Decomposition Of P-nitrophenol In Water By Adsorption-ozonation Process

Adsorption-ozonation process is one of the advanced oxidation processes for wastewater treatment, which consists of adsorption and ozonation processes. The toxic and bio-refractory pollutant p-nitrophenol (PNP) widely exists in wastewaters, such as chemicals, pesticides and dyes wastewaters. In the present study, Activated Carbon Fiber (ACF) is chosen as an adsorbent during the treatment of PNP wastewater using the adsorption-ozonation process. The effects of some operational parameters on PNP degradation, the reaction mechanisms, and reaction kinetic models are investigated. Lastly, SEM, XRD, N2 adsorption isotherm, pHpzc, Zeta-potential, Boehm titration and FT-IR are used to characteristics the changes of the function groups existed on the surface of ACF, microcrystalline configuration, aperture and hole's configuration before and after adsorption-ozonation treatment. The experiment was divided into three parts:(1) The adsorption characteristics of PNP by ACF in waste water were investigated. Based on the static state adsorption technique, the adsorption thermodynamics and adsorption kinetics characteristics of PNP on ACF were also studied. The result showed that isotherm adsorption of PNP was best described by Freundlich and Dubinin-Radushkevich equations.

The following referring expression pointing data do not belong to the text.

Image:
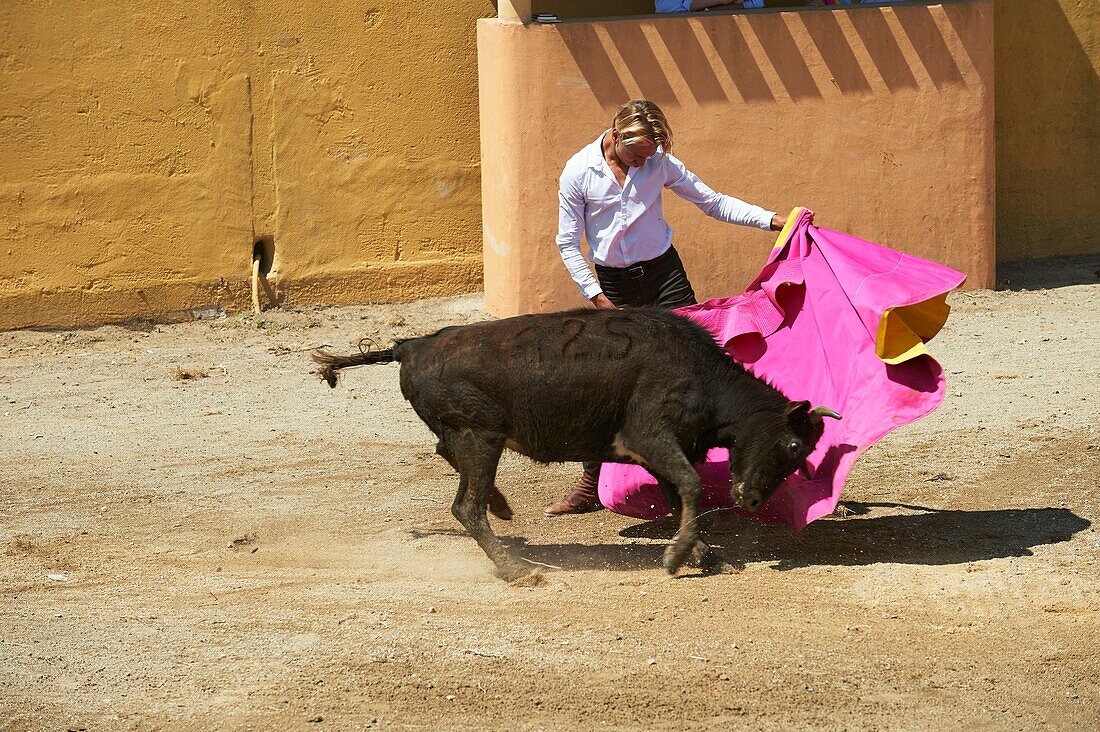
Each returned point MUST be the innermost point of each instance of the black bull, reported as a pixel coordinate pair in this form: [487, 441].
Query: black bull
[642, 385]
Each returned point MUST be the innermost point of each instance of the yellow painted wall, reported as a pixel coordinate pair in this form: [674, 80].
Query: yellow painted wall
[144, 146]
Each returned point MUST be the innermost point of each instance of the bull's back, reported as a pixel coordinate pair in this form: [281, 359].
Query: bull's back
[557, 383]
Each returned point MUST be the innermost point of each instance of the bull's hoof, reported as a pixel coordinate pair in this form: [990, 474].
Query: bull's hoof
[498, 505]
[673, 558]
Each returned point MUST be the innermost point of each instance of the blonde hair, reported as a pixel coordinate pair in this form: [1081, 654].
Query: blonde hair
[640, 119]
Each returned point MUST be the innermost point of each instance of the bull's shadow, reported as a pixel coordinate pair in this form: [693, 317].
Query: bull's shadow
[926, 536]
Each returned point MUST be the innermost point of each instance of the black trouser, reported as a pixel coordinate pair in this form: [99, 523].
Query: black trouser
[660, 281]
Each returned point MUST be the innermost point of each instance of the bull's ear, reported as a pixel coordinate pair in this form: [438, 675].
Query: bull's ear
[795, 410]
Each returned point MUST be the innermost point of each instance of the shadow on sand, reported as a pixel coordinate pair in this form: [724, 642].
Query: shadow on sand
[920, 536]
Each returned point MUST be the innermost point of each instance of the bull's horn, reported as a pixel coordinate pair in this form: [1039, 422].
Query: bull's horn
[824, 412]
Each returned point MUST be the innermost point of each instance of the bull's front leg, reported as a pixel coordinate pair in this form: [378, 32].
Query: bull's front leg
[663, 458]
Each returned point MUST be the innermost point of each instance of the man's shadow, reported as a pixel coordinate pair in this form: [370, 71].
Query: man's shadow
[925, 536]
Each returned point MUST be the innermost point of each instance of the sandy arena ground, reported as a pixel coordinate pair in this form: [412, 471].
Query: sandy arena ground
[249, 549]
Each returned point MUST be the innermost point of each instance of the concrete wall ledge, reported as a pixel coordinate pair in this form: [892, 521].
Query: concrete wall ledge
[879, 118]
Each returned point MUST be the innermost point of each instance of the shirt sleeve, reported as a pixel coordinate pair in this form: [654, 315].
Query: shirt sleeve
[570, 227]
[725, 208]
[673, 6]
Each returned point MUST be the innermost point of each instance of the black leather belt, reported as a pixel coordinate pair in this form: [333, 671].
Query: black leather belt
[637, 270]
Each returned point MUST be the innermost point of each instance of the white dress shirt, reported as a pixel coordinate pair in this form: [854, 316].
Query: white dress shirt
[626, 225]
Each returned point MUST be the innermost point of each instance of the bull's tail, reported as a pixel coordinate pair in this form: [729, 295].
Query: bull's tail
[330, 363]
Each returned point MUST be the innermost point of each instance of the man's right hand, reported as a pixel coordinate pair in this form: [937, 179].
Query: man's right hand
[602, 303]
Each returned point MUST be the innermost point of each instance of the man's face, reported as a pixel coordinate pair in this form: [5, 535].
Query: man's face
[634, 154]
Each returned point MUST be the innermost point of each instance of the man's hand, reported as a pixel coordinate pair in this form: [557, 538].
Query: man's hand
[779, 221]
[602, 303]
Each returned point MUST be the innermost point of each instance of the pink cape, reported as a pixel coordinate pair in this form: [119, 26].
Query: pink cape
[833, 319]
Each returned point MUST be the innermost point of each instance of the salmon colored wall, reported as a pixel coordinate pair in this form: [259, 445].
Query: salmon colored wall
[144, 148]
[1047, 101]
[880, 119]
[1047, 128]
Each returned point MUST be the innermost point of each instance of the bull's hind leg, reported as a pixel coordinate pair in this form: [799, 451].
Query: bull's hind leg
[497, 504]
[476, 458]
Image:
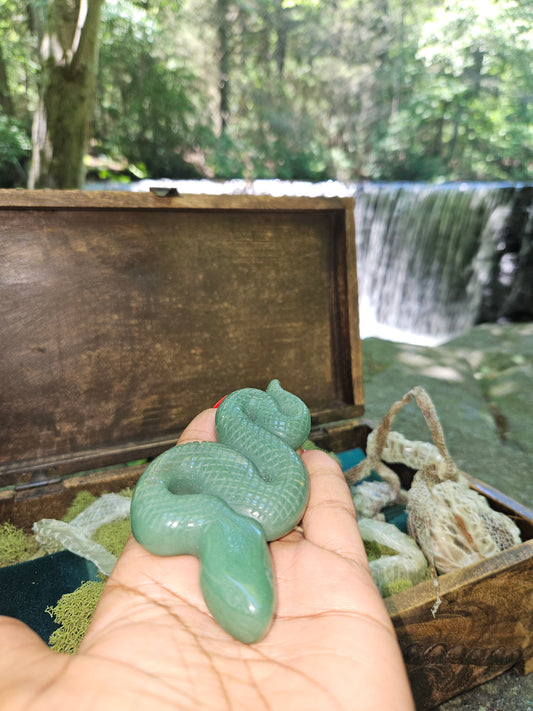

The wastewater, with the initial PNP concentration of 100mg/L, can meet the national discharge standard for wastewater after ACF adsorption treatment.(2) By investigating the effects of operational parameters on PNP degradation efficiency, the decomposition of PNP on ACF by ozonation was studied. This part included the study of operational parameters on its decomposition, kinetics and mechanisms through adsorption-ozonation.(3) ACF Characteristics:The surface morphology and microlitic structure were characterized with the help of SEM photos and XRD. The N2 adsorption-desorption analysis was used to investigate the changes of the specific surface area and the pore size distribution of ACF before and after treatment. The BET equation and BJH/DFT methods were also used to estimate the surface area and pore size distribution. The pHpzc, Zeta-potential, Boehm titration and FT-IR were employed to investigate the surface chemical properties.